In this movie of Ang Lee, one of the few of his fabulous production that I didn’t see yet, the sixteen year old Paul Hood reads in the train in which he is going from university to New Canaan, Connecticut a comic about The Fantastic Four in which he gets explained that the more you get involved in family life, the more difficult your life becomes, especially when the family moves in the negative zone.
Before his homecoming for Thanksgiving 1973 we meet hem and his family in a flash back: Paul is friends with Francis and in love with Littell Casey a beautiful girl very much interested in Dostojevski. His parents Elena en Ben, who were in therapy before, still don’t speak to eachother. Paul gets along well with his younger sister Wendy, as we see during a telephone conversation. Wendy tells him about Watergate and she hates Nixon. She also has a friend, Mickey, the son of the neighbours Carver. The Hoods are very familiar with them. They go to their party and Ben has a sexual relationship with Janey, Mickey’s mother. When Wendy is in Mickey’s house one day she meets his younger brother Sandy in the bathroom and suggests to show their sex, but Sandy starts to shout at all the sudden when it is his turn and then Mickey doesn’t want to see Wendy anymore.
Pauls father picks him up from the station and tells him in the car about masturbation. We see the family eating turkey at Thanksgining. Wendy is asked to say grace but starts to talk about the Indians who have been murdered.
Ben speaks to Janey about Elena and says that his wife is on the verge of saying something to him. Janey leaves the bedroom and the house and later Ben sees his daughter and Mickey making love. He carries her home through the snow and says the boy is not worth her.
Paul goes by train to see Libbets in Manhattan, while the television warns for bad weather. Elena is angry because Ben was in the house of the neighbours. They go to a party, that turns out the be a key party, in which at the end the women choose a carkey in of a bowl to find out with which man they will spend the night. Janey says to Ben she is not a toy for him.
In the meanwhile Paul gives drugs to Littell and Francis, who was also invited in order to make it easier to make love with Littell, Mickey is looking for Wendy, who drinks wodka with Sandy in her bedroom and goes with him under the sheets (see picture).
At the end Ben on the key party lays drunk in the bathroom. Elena picks Jimmy’s keys and they go out for a ride, but get smashed in the woods by the ice storm. Mickey sees the car on his way back and gets electrocuted by cables that fall down. When Ben drives down early in the morning he finds Mickey dead on the road and gives him to his father who was in his house with Elena.
Ben, Wendy and Elena go to get Paul from the station. He is delayed because the train had no electricity. Ben has to cry in the car that his family has been saved.

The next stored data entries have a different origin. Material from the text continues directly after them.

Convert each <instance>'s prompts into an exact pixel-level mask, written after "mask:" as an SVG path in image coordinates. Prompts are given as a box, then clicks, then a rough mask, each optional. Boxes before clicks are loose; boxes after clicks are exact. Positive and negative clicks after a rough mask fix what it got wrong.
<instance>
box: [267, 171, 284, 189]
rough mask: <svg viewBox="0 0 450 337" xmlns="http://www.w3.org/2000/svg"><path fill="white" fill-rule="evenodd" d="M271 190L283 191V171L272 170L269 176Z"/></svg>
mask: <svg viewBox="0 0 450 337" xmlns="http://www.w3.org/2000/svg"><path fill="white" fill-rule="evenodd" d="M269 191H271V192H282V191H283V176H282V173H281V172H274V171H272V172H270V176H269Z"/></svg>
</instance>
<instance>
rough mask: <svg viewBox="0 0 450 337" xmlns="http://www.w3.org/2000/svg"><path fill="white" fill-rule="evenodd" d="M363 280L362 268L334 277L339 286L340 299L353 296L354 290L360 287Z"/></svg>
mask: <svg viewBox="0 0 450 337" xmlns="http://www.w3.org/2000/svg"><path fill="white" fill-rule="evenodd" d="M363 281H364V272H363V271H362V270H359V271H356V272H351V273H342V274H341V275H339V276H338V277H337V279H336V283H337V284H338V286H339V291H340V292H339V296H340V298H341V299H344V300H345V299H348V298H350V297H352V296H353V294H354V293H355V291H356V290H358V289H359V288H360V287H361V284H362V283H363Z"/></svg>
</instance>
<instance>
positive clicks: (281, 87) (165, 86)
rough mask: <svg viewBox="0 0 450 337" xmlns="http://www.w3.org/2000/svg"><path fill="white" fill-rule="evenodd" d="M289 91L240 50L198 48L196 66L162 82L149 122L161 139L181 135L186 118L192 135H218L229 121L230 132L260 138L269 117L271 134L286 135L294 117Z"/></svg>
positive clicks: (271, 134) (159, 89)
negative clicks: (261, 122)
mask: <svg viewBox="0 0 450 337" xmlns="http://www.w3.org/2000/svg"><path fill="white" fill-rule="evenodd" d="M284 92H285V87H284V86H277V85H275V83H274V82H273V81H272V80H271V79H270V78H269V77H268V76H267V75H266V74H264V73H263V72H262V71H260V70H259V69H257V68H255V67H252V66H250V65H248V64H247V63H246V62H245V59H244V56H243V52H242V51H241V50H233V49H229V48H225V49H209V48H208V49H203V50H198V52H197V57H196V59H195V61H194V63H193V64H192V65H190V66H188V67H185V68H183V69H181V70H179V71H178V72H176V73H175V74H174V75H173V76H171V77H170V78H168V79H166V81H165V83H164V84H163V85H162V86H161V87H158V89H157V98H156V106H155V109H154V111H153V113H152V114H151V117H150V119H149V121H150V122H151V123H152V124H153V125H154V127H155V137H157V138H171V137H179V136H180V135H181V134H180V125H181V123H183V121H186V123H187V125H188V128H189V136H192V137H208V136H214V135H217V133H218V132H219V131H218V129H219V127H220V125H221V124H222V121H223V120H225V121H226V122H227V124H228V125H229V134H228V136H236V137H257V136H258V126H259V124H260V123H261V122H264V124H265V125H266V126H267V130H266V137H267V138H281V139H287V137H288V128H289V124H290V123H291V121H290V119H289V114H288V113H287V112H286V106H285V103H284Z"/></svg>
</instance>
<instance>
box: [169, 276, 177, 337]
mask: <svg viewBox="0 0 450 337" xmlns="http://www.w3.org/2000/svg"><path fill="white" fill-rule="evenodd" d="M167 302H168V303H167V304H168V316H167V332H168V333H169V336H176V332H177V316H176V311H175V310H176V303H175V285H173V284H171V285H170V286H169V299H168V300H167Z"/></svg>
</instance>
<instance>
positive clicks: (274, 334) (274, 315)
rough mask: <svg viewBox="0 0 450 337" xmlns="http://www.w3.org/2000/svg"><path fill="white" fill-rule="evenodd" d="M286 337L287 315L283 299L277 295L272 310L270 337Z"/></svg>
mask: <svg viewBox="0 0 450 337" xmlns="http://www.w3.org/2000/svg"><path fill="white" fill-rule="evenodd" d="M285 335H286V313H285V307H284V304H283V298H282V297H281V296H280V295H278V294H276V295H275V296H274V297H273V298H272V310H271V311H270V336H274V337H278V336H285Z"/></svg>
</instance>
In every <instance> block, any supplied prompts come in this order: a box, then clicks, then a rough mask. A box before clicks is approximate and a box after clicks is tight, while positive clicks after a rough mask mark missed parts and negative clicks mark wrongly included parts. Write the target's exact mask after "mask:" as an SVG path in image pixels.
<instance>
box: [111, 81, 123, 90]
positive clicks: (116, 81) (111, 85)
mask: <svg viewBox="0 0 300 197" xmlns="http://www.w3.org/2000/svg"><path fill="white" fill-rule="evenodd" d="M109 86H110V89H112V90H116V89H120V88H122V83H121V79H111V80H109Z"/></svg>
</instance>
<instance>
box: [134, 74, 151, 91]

Till so far a short résumé of this very American movie, based on a novel from 1994 with the same name by Rick Moody and about middle class live, in which hypocrisy is the main theme. Paul is more mature than his father Ben, who tries to educate his son about sex.
Ben is sexually inhibited, but needs the neighbours wife to feel like an adult man.
Ang Lee shows with The Ice Storm a sharp picture of a pudish middle class society that is compensating with key parties, but cannot stop desintegration. Almost forty years later things haven’t changed a lot I guess, when hearing about politicians hanging their dicks around, if his saying is correct. At least they get punished more severe, like maybe will happen to DSK.